Nein, ich habe nichts gegen Amateurfilme. Wenn ein paar Jungs meinen, den örtlichen Kostümverleih plündern zu müssen, mit einer Hi-8 in den nächsten Wald zu ziehen, dort ein paar schlecht aufgelegte Typen davor rumrennen und mit Schwertern herumfuchteln zu lassen, sollen sie das ruhig tun. Dann sollen aber auch bitte unter Ihresgleichen bleiben, den so produzierten Flachsinn auf irgendwelchen Gurkenfestivals untereinander vorführen und sich von mir aus gegenseitig obskure Preise verleihen, aber sie sollen mich bitte damit in Ruhe lassen. Wenn solche Dinger dann aber tatsächlich die örtlichen Videotheken entern, mit den besagten Festival-Gurkenpreisen auf dem ansatzweise professionellen Cover prahlen und dort für das gleiche Geld an den gutgläubigen Entleiher gebracht werden wie sagen wir (nur als Beispiel) Krieg der Welten, beginne ich echt sauer zu werden. Apropos sauer: Die Leute, die diesen unfassbaren Mist hier mit 7 oder mehr Punkten bewertet haben, mögen sich doch bitte mal bei mir melden, ich würden denen gerne einen Teil der Verleihgebühr in Rechnung stellen.

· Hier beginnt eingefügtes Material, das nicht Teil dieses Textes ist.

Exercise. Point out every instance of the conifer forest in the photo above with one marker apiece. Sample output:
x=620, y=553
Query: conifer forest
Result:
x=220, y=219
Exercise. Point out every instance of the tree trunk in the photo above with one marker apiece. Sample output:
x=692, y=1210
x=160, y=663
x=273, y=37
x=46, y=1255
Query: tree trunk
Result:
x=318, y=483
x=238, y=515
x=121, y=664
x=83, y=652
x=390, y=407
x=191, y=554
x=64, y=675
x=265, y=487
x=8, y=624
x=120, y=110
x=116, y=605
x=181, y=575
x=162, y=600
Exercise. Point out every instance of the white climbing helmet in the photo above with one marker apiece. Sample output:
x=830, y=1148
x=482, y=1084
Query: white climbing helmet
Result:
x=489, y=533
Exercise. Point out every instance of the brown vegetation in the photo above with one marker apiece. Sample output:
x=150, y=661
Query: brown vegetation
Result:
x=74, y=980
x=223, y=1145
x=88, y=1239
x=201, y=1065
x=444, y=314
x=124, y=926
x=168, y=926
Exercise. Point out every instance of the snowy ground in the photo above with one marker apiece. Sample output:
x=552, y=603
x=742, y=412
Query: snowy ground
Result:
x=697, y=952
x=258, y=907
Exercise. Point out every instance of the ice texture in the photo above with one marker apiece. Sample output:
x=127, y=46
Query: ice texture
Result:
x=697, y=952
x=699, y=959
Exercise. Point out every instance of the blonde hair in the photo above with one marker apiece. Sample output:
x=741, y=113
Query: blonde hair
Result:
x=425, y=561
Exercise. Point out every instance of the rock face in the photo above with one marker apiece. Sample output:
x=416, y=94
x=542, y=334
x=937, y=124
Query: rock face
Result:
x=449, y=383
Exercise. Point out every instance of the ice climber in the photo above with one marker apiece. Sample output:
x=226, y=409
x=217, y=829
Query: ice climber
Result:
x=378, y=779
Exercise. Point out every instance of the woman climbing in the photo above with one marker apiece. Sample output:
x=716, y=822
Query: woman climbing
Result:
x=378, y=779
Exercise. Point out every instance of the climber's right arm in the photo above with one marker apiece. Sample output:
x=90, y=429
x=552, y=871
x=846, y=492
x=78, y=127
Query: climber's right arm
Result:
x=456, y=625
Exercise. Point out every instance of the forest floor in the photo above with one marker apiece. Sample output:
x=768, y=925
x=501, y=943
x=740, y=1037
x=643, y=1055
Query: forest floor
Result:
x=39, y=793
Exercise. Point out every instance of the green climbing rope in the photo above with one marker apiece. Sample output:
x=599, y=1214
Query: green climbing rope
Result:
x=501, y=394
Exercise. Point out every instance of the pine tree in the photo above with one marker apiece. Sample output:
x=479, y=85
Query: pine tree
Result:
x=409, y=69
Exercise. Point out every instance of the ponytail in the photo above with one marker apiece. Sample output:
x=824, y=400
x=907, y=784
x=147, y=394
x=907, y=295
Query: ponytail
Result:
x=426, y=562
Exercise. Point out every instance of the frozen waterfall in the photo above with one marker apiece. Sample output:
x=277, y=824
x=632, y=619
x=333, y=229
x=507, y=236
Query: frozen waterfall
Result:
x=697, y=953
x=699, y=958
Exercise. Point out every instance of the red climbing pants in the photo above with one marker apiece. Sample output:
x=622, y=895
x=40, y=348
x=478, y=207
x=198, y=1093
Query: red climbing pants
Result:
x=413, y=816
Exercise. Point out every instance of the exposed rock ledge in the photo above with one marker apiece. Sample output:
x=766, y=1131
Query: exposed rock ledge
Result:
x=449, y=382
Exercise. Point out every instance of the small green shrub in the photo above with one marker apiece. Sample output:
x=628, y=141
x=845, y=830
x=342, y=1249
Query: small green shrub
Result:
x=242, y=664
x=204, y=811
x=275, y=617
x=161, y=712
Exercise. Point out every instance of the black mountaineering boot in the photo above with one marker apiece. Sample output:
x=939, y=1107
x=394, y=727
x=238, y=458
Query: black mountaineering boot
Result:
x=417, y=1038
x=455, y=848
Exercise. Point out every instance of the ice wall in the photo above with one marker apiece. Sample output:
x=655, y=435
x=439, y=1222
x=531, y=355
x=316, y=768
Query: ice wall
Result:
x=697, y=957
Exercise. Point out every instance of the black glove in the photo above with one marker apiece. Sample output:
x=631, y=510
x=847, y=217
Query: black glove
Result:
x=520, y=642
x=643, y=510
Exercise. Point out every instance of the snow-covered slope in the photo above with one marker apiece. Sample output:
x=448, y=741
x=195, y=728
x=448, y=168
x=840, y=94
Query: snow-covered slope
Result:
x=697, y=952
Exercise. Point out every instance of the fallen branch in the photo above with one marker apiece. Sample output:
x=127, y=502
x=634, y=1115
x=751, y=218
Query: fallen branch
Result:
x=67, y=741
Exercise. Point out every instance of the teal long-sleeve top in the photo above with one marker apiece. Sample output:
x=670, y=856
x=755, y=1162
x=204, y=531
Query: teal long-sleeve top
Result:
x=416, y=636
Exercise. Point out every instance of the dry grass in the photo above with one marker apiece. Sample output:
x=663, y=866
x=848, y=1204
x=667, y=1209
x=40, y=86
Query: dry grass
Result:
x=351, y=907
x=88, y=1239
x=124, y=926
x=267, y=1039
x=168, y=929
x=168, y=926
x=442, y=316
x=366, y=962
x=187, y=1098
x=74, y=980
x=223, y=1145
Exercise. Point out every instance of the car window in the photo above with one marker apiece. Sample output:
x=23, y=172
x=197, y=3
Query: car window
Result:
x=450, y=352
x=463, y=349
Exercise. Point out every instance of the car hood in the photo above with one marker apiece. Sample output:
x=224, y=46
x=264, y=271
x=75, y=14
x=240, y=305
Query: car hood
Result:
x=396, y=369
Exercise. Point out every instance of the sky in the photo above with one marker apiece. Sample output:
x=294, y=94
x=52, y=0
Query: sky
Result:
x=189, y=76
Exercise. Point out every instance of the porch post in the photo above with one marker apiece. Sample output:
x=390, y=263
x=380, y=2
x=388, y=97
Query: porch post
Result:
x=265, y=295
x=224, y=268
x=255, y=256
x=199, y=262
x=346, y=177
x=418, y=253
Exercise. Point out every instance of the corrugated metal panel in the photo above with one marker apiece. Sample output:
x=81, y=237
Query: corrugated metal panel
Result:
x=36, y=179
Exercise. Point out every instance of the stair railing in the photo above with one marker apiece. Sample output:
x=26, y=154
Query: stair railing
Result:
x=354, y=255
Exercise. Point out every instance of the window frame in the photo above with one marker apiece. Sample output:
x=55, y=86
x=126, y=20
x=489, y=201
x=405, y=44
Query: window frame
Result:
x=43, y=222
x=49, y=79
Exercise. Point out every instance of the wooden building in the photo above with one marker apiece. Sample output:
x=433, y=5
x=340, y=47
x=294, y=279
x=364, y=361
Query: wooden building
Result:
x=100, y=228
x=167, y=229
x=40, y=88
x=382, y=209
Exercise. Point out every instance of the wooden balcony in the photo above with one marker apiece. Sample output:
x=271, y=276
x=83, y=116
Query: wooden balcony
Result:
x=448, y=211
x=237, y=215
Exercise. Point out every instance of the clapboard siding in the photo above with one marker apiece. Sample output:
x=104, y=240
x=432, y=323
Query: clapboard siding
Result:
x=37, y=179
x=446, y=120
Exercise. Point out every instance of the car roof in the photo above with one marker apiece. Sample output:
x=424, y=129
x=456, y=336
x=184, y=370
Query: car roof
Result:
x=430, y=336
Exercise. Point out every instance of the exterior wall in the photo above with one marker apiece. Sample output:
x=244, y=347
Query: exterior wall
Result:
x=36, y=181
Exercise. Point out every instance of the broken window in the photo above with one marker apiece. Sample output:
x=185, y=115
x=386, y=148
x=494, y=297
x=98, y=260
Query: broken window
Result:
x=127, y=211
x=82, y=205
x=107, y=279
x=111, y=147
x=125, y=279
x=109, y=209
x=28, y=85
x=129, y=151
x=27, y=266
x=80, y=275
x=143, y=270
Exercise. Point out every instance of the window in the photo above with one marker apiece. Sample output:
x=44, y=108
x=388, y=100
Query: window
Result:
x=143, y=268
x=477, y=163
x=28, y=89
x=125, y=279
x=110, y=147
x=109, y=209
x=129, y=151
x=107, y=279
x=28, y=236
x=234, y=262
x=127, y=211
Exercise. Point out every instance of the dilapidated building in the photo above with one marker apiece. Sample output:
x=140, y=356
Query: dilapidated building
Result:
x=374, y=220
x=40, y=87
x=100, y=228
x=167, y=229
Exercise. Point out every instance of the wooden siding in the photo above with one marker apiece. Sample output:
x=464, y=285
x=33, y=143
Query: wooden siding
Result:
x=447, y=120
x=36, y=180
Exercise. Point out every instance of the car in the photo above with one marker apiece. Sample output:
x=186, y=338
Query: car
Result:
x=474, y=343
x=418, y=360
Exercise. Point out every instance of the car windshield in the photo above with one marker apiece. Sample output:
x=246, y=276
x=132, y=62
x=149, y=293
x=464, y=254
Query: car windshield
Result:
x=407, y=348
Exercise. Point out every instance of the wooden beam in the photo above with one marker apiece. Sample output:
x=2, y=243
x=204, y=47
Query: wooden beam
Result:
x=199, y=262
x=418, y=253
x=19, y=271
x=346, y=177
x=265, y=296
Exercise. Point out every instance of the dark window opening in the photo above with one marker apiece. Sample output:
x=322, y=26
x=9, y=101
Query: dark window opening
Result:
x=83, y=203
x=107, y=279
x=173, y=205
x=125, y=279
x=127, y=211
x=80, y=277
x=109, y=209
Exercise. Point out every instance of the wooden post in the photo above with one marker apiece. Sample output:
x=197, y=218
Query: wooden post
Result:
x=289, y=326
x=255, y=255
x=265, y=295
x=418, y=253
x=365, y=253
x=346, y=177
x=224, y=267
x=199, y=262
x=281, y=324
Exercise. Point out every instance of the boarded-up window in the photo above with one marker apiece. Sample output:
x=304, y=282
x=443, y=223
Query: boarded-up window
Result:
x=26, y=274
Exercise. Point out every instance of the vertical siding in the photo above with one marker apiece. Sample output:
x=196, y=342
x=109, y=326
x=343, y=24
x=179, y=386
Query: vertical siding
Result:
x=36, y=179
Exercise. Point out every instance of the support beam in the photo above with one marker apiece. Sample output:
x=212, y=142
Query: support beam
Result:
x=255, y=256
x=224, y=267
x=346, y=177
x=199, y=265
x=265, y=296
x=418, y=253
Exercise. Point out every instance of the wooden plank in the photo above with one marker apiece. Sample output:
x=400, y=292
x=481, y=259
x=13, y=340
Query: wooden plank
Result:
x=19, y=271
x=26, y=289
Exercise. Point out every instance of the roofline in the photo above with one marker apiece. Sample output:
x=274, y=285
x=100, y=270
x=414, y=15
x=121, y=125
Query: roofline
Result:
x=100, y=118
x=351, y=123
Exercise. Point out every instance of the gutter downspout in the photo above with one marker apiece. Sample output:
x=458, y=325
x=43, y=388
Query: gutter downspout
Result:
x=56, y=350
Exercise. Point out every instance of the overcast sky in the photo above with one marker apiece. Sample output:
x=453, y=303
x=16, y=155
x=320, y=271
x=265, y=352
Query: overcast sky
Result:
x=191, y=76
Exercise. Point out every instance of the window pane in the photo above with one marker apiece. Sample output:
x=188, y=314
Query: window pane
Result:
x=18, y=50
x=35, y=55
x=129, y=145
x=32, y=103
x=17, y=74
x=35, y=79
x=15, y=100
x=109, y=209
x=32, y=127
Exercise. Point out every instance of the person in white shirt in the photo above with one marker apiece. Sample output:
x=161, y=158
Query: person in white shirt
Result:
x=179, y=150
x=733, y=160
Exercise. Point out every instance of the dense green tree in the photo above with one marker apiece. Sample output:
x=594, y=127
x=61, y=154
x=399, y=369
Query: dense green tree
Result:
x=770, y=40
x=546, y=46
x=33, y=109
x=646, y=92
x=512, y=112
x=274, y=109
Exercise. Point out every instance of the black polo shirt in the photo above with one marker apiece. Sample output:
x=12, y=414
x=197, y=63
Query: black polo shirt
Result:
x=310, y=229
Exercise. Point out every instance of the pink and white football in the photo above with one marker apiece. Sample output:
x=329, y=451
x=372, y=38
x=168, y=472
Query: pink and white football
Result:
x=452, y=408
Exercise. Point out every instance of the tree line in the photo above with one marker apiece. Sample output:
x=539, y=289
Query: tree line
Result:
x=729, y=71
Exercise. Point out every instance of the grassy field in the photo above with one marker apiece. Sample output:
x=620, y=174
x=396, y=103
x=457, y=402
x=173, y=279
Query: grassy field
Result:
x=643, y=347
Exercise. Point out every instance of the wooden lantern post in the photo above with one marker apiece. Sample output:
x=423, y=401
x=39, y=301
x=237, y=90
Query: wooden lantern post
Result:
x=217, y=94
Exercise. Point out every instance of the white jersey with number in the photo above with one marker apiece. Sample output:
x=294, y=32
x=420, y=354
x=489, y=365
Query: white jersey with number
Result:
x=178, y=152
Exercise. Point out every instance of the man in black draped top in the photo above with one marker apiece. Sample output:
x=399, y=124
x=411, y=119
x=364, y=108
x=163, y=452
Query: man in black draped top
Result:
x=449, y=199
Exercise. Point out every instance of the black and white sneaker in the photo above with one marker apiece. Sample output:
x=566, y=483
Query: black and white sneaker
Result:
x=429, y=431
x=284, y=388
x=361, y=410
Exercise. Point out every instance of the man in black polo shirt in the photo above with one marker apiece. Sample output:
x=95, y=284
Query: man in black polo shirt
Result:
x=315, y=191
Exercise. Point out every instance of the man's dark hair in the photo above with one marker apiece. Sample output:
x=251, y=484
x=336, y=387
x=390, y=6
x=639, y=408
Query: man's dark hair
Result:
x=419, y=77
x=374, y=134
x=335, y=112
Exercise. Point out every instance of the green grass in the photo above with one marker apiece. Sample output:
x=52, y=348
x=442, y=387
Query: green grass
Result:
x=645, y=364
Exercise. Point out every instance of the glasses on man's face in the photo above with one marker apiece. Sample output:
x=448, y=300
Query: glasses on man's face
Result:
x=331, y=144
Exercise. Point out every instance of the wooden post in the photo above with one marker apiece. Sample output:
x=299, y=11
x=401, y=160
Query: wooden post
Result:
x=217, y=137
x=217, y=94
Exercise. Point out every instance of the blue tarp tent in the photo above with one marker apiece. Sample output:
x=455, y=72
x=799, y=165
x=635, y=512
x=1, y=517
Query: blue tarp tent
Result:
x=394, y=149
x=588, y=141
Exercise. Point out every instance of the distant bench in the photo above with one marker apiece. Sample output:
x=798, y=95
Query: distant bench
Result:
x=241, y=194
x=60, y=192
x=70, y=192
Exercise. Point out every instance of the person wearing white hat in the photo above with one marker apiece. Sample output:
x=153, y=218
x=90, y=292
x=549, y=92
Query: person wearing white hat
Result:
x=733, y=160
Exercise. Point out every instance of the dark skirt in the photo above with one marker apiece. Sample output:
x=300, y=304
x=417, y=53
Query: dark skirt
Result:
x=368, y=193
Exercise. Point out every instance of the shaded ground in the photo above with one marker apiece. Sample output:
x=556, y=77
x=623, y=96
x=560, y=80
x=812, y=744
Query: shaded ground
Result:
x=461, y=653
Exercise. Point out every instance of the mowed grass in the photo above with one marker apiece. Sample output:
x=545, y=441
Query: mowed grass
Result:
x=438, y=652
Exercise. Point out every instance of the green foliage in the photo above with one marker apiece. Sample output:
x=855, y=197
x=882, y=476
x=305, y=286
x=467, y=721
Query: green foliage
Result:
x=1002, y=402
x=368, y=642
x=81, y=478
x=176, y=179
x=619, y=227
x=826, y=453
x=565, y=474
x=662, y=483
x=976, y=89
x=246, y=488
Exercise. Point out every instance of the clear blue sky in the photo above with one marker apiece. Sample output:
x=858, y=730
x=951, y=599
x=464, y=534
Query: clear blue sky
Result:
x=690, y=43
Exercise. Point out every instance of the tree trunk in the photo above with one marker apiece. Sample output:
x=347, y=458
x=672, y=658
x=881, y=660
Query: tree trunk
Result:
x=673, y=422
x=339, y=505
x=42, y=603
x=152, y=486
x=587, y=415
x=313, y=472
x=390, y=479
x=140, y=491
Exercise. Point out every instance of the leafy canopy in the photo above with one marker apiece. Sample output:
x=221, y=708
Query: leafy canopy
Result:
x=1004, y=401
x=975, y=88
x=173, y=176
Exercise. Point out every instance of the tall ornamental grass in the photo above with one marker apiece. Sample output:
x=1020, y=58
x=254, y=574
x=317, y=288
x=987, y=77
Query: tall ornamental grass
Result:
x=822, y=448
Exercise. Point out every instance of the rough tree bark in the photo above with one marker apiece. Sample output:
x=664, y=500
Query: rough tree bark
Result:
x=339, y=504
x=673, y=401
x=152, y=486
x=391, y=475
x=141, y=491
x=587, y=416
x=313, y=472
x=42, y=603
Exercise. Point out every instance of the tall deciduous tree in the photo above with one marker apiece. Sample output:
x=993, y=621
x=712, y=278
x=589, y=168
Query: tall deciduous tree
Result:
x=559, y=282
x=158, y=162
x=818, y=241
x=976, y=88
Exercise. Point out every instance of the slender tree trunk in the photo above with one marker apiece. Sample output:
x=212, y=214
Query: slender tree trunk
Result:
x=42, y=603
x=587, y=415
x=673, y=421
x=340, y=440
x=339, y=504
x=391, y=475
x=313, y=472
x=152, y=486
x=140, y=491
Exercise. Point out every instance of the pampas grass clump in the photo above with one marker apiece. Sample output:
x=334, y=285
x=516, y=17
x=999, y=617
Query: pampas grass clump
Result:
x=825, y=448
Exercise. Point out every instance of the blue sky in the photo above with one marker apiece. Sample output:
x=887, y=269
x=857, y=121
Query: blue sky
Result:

Handlung ? Nicht dass es von irgendeiner Bedeutung wäre, aber soweit ich das verstanden habe (Bild, Ton und "Synchro", wenn man das so nennen darf, sind unter-unterirdisch) geht es um einen Langeweiler von Ritter, dem ein irgendwie bedeutsamer Ring (!) geklaut wurde und der diesem mit einem genauso öden Sidekick hinterher tapert.
Angesichts des Gebotenen stellt sich mir eigentlich nur die Frage, ob nur die Film-Bilder unterbelichtet sind oder auch die Macher des Streifens. Nichts, aber auch gar nichts genügt hier professionellen Ansprüchen; technisch wie inhaltlich ist das mit das dürftigste, was ich jemals gesehen habe. Das ganze als Fantasyfilm zu bezeichnen, sollte zu einer kollektiven Beleidigungsklage aller ernsthaften Fantasy-Filmer führen.
Meine Meinung: Sein mühsam verdientes Geld sollte man lieber an Herrn Kirch spenden, in Telekom-Aktien investieren oder sonst etwas sinnvolles damit machen, aber nicht diese filmische Katastrophe und den Verleih zu unterstüzten, der uns das zumutet.